Namun identifikasi jasad Hanks akhirnya memungkinkan setelah Korea Utara menyerahkan 55 kotak berisi sisa-sisa anggota prajurit pasukan AS yang terbunuh pada Perang Korea.

Untuk mengidentifikasi jasad Hanks, para ilmuwan menganalisis melalui antropologis dan isotop serta bukti tidak langsung. Jasad Hanks pun berhasil teridentifikasi dan dia dikabarkan akan dikubur di Pemakaman Nasional Arlington.

Sebelumnya sejak 1982, sejumlah 450 prajurit pasukan AS yang meninggal pada Perang Korea berhasil teridentifikasi. Mereka yang teridentifikasi diserahkan kepada pihak keluarga dan dimakamkan dengan pemakaman militer.
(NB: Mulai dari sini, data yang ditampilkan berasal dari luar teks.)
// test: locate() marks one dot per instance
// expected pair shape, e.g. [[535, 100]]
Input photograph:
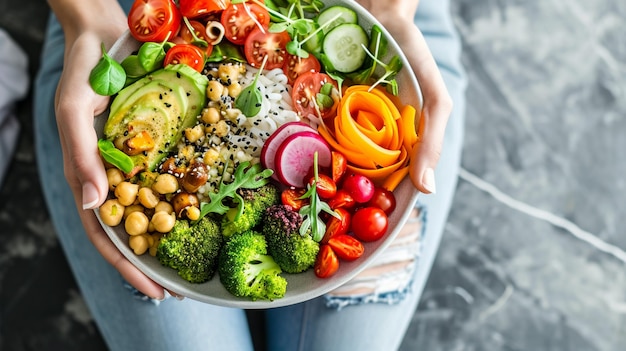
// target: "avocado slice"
[[162, 104]]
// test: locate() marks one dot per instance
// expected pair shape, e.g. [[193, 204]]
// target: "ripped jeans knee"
[[388, 279]]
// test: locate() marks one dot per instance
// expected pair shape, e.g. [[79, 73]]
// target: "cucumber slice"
[[336, 15], [343, 47]]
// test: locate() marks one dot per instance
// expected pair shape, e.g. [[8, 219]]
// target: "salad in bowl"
[[257, 152]]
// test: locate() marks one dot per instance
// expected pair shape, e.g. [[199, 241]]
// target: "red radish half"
[[271, 145], [294, 158]]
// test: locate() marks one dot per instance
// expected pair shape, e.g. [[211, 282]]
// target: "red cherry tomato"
[[338, 164], [359, 187], [325, 186], [153, 20], [198, 8], [188, 54], [369, 223], [261, 43], [304, 95], [238, 23], [341, 200], [337, 226], [291, 197], [295, 66], [199, 30], [383, 199], [326, 263], [346, 247]]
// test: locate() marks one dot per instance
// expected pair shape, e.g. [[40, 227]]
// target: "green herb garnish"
[[107, 77]]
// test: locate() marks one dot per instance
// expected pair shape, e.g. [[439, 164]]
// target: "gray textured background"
[[533, 255]]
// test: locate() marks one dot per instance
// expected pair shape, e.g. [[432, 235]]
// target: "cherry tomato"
[[295, 66], [199, 30], [359, 187], [337, 226], [188, 54], [304, 95], [383, 199], [153, 20], [198, 8], [325, 186], [238, 23], [346, 247], [369, 223], [341, 200], [291, 197], [261, 43], [338, 164], [326, 263]]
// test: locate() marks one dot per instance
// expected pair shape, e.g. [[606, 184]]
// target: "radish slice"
[[271, 145], [294, 158]]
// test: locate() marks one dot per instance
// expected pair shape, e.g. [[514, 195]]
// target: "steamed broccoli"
[[255, 201], [192, 250], [246, 270], [293, 252]]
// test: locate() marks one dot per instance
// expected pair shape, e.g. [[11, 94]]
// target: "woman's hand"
[[397, 17], [76, 104]]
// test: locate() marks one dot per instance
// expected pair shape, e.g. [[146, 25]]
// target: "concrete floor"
[[533, 255]]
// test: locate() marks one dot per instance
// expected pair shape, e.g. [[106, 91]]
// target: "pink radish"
[[271, 145], [294, 158]]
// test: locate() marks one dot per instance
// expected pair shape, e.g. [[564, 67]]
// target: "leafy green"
[[245, 176], [108, 76], [311, 212], [115, 156]]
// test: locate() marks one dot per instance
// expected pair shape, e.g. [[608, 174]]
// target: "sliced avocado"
[[163, 103]]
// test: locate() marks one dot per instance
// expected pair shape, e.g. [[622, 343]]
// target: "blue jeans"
[[128, 323]]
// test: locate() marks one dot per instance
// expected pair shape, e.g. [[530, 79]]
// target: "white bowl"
[[300, 287]]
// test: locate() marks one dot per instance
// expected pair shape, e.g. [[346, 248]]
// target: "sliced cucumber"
[[343, 47], [336, 15]]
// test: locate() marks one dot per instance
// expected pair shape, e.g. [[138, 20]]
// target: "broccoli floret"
[[255, 202], [246, 270], [192, 250], [293, 252]]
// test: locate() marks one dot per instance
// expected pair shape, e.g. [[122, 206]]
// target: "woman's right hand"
[[86, 26]]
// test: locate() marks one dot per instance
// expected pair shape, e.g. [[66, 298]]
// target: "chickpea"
[[147, 197], [132, 208], [211, 156], [194, 134], [164, 206], [210, 115], [126, 193], [111, 212], [139, 244], [136, 223], [214, 90], [114, 177], [165, 184], [234, 89], [163, 222]]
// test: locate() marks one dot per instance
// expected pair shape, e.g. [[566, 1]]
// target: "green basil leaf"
[[108, 76], [114, 156]]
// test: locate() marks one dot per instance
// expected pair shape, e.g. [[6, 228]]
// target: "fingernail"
[[90, 196], [428, 180]]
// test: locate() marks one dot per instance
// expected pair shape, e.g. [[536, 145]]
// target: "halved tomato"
[[199, 8], [304, 95], [153, 20], [188, 54], [240, 19], [199, 30], [296, 66], [261, 43]]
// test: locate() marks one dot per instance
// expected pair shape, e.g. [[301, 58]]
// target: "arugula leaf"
[[245, 176]]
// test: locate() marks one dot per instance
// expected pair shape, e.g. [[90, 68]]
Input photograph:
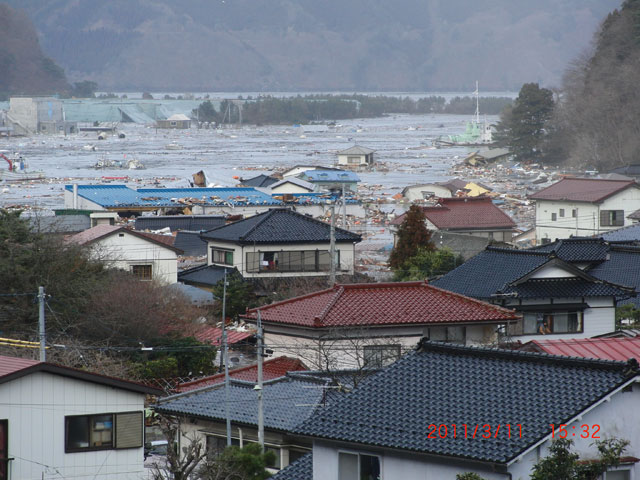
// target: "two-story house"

Jumlah teridentifikasi ini adalah tambahan sekitar 2.000 prajurit pasukan AS yang jenazahnya berhasil teridentifikasi. Berhentinya permusuhan antara Korea Utara dan AS juga mendorong Korea Utara menyerahkan lebih dari 3.000 jenazah kepada AS.

Namun DPAA menyatakan masih ada ratusan jasad prajurit yang tidak dapat ditemukan atau belum teridentifikasi dari perang yang merenggut 36.500 nyawa tentara AS.